Sydney agreed readily and both went at it.

“We’ll serve it in courses. I’ll wait on you two, and we’ll make her think of old days, when she had servants at every turn.”

“How do you know she had them? Did she tell you?” Sydney speculated upon her confidences to Max, thinking they must have been much greater than any she had given him. But Max’s laughing reply disarmed him.

“She’s scarcely mentioned her past life to me; but can’t you see?
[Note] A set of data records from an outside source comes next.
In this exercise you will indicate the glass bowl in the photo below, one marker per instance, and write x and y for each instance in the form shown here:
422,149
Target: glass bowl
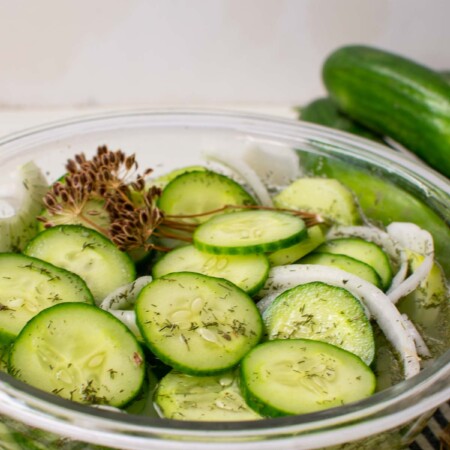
391,187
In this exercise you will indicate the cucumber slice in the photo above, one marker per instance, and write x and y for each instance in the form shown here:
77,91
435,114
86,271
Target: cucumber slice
249,232
214,398
198,192
29,285
18,223
322,312
163,180
197,324
324,196
88,254
298,376
346,263
365,251
249,272
315,237
79,352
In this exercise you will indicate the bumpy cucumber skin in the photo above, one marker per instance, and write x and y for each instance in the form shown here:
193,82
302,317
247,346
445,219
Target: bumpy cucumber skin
323,111
393,96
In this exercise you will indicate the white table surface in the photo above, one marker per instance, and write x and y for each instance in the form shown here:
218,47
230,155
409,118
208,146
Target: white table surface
14,120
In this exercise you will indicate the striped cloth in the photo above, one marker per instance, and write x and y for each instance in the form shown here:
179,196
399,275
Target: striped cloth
436,435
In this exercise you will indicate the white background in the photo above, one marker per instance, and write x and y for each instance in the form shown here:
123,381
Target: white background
198,52
61,58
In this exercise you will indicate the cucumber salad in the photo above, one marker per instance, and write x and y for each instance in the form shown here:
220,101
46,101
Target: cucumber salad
225,291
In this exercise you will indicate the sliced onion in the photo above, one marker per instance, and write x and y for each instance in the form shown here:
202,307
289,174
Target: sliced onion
413,238
275,168
128,318
381,238
121,301
245,171
125,296
381,308
421,346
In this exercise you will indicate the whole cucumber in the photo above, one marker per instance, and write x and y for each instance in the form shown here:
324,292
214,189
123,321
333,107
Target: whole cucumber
324,111
395,97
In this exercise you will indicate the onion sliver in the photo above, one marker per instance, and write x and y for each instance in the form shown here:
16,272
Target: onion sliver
246,172
125,296
422,348
382,309
414,238
122,298
381,238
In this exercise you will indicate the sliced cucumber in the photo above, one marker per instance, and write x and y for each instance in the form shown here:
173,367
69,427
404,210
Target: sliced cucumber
88,254
347,263
249,272
198,192
81,353
315,237
249,232
18,224
365,251
321,312
433,291
29,285
298,376
163,180
197,324
214,398
324,196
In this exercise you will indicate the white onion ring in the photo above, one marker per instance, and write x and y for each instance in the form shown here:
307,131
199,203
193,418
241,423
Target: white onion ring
245,171
382,309
122,298
414,238
422,348
381,238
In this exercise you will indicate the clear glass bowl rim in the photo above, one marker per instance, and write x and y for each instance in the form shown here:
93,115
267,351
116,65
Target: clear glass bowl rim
362,418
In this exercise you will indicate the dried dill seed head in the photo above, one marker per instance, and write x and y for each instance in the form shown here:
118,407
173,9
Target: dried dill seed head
110,179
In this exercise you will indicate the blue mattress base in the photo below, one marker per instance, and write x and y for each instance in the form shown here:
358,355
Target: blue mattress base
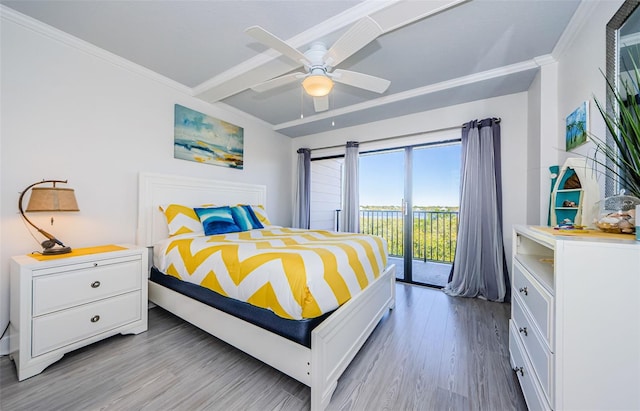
298,331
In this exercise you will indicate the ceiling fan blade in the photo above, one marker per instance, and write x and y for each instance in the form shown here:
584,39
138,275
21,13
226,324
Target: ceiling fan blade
276,43
321,103
359,35
277,82
361,80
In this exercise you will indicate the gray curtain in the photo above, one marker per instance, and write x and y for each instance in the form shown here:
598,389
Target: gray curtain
302,208
480,268
351,195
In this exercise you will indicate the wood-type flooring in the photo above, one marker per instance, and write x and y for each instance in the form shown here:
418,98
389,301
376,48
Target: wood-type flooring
432,352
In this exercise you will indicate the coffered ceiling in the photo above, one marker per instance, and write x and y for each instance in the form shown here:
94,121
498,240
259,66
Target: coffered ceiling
435,53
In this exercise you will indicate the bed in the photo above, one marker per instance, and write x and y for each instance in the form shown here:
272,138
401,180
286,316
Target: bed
333,343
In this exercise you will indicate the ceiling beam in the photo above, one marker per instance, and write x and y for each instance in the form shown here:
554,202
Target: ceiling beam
390,15
421,91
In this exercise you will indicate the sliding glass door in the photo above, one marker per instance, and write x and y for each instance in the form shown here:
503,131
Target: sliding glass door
409,196
382,199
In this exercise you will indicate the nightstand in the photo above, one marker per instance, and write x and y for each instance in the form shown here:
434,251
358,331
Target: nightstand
64,302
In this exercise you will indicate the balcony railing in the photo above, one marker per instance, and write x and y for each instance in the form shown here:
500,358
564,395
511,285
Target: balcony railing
434,232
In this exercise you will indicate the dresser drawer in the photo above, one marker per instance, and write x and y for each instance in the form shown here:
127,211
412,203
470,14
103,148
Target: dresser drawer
85,283
538,352
536,299
69,326
528,382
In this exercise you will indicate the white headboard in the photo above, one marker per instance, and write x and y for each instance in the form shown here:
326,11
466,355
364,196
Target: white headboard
158,189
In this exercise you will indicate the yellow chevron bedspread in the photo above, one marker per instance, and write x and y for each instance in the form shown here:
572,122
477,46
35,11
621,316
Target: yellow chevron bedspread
293,272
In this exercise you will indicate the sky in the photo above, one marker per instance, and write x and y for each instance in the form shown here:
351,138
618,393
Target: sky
436,177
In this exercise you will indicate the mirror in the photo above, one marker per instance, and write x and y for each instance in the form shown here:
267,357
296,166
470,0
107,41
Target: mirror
623,45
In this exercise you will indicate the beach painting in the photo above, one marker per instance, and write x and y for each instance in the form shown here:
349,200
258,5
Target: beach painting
577,126
204,139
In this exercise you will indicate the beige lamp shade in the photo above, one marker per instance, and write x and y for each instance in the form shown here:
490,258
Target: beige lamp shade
52,199
317,85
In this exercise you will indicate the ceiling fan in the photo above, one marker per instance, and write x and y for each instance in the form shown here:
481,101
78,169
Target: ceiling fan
319,62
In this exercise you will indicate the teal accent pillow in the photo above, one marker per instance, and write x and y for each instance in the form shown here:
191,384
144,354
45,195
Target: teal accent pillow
217,220
245,218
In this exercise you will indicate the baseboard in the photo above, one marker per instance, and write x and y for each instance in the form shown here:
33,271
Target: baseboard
4,345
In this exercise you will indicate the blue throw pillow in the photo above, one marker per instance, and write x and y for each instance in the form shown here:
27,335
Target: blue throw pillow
245,218
217,220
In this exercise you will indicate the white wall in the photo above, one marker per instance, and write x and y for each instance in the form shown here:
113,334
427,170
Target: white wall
513,111
534,172
69,114
579,73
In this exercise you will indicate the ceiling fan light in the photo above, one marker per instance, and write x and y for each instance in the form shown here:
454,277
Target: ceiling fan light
317,85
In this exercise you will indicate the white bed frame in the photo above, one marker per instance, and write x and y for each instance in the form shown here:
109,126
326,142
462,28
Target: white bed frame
334,343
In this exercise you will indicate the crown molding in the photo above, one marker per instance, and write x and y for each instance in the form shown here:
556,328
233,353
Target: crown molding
421,91
579,19
10,15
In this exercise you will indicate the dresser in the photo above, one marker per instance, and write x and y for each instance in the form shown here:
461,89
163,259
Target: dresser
574,333
61,303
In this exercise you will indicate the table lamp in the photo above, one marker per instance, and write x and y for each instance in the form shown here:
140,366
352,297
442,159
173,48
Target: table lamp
49,199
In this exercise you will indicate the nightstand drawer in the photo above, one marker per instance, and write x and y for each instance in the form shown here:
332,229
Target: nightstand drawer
85,283
73,325
537,301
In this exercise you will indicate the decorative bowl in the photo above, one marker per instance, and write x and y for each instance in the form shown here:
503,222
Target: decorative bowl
617,214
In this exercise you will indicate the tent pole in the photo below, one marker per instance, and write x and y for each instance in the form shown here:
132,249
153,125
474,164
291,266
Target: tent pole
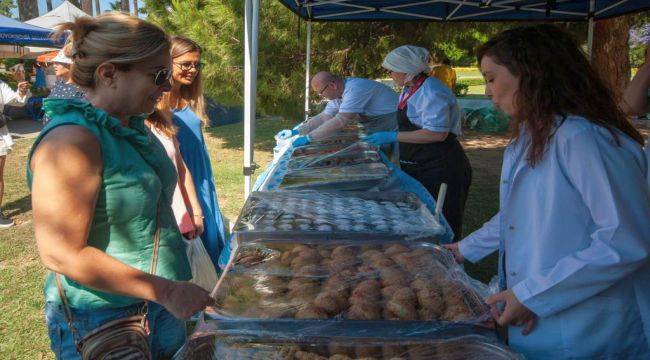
590,33
307,68
251,20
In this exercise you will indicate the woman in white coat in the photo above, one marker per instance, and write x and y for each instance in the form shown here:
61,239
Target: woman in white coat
8,95
573,230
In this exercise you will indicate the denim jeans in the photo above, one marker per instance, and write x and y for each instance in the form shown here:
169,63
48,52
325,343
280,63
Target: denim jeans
167,333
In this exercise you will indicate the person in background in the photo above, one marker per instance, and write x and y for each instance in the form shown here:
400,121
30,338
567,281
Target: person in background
39,76
185,202
572,228
429,127
8,95
350,99
50,75
186,102
444,72
635,98
64,88
19,71
102,189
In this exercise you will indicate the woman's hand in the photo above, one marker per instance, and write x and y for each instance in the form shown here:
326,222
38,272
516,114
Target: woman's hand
198,224
514,313
183,299
453,247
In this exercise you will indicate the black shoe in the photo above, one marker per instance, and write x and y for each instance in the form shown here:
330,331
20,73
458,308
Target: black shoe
5,222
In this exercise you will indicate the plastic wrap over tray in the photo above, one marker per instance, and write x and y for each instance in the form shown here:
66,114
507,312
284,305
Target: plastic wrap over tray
209,344
344,212
357,153
357,177
343,280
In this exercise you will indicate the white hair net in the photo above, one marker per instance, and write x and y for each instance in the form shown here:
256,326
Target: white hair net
408,59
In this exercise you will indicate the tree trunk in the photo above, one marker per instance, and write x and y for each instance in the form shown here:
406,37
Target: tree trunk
28,9
610,54
87,6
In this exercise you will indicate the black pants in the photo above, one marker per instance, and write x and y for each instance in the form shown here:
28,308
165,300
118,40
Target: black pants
456,172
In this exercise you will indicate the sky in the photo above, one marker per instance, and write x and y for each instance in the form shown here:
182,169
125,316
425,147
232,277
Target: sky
42,8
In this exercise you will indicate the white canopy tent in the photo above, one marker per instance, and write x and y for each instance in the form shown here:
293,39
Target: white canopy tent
61,14
410,10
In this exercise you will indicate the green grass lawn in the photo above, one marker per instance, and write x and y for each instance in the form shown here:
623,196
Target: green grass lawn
22,327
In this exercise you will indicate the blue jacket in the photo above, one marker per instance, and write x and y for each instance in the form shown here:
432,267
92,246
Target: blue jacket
575,231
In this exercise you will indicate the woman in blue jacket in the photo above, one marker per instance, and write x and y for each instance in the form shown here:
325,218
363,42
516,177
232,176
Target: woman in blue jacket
573,229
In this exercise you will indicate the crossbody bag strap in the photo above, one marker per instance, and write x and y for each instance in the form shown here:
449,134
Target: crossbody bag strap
152,270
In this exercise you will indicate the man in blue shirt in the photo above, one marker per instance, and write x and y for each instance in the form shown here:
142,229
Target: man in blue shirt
369,102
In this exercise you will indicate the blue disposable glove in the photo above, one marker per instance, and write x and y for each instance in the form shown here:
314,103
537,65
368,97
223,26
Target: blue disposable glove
382,137
301,141
285,134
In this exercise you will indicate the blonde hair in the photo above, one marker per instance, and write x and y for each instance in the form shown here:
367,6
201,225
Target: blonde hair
162,121
191,94
118,38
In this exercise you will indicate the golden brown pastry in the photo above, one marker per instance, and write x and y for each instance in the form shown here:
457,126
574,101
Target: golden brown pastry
432,300
388,291
370,289
404,310
364,311
405,294
344,251
330,302
311,312
395,249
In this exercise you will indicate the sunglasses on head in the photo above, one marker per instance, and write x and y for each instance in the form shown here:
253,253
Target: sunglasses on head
186,66
161,76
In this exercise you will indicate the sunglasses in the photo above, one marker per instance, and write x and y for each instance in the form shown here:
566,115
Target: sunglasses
161,76
320,93
186,66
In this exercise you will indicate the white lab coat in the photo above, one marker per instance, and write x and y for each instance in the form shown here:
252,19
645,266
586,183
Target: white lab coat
576,234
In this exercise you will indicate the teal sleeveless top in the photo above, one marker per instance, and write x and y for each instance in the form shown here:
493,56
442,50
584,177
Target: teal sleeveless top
137,175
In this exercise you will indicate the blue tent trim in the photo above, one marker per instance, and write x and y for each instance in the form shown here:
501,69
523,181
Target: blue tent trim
457,10
14,32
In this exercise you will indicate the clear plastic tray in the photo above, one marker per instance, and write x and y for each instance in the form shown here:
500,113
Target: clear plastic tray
357,177
209,345
340,212
343,280
319,150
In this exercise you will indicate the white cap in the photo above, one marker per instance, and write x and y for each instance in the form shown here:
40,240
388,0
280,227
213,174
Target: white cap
62,58
407,59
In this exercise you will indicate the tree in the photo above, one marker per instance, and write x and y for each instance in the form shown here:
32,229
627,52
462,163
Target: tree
87,6
27,9
610,56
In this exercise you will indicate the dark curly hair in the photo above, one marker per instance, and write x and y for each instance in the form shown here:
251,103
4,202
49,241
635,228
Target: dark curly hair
555,78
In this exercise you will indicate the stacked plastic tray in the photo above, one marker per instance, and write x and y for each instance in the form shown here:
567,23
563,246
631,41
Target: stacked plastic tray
327,268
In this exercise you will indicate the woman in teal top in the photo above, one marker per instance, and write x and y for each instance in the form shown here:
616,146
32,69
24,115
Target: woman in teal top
101,186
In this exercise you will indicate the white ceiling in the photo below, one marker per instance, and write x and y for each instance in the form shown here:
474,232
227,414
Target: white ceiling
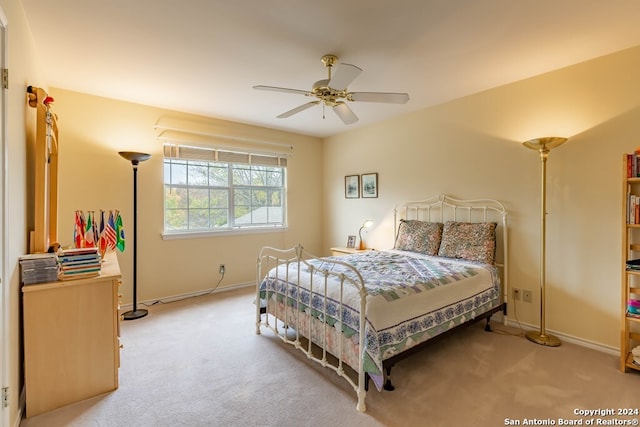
204,56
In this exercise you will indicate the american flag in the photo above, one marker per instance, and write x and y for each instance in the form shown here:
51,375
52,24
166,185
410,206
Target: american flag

She betrays at every turn the fact of her gentle breeding and familiarity with luxury.”

Sydney saw that it was because like knows like that Max understood these things.

He set the table with great ceremony, putting on all the silver he could find, meanwhile suggesting many unusual dishes from which they selected those they knew how to prepare or those that “sounded easy.” Max brought the nicest linen, and from the greenhouses fragrant flowers, arranging a center piece that Sydney admired, secretly envying Max his skill.

Mrs. Schmitz came like a joyous, fragrant summer wind. She seemed to bring life to a dead house; sweetness, goodness; in short, motherhood.

She laughed, exclaimed, kissed each boy on the cheek—and Sydney blushed with bashfulness. She took off her hat and ran to the dining room, saying she must start dinner. Max caught her back and himself took off her coat. Then she started toward the side door that led to the nursery, and Sydney interrupted her there.

“Dinner’s most ready,” he announced with importance.

“What? You boys the dinner cook?”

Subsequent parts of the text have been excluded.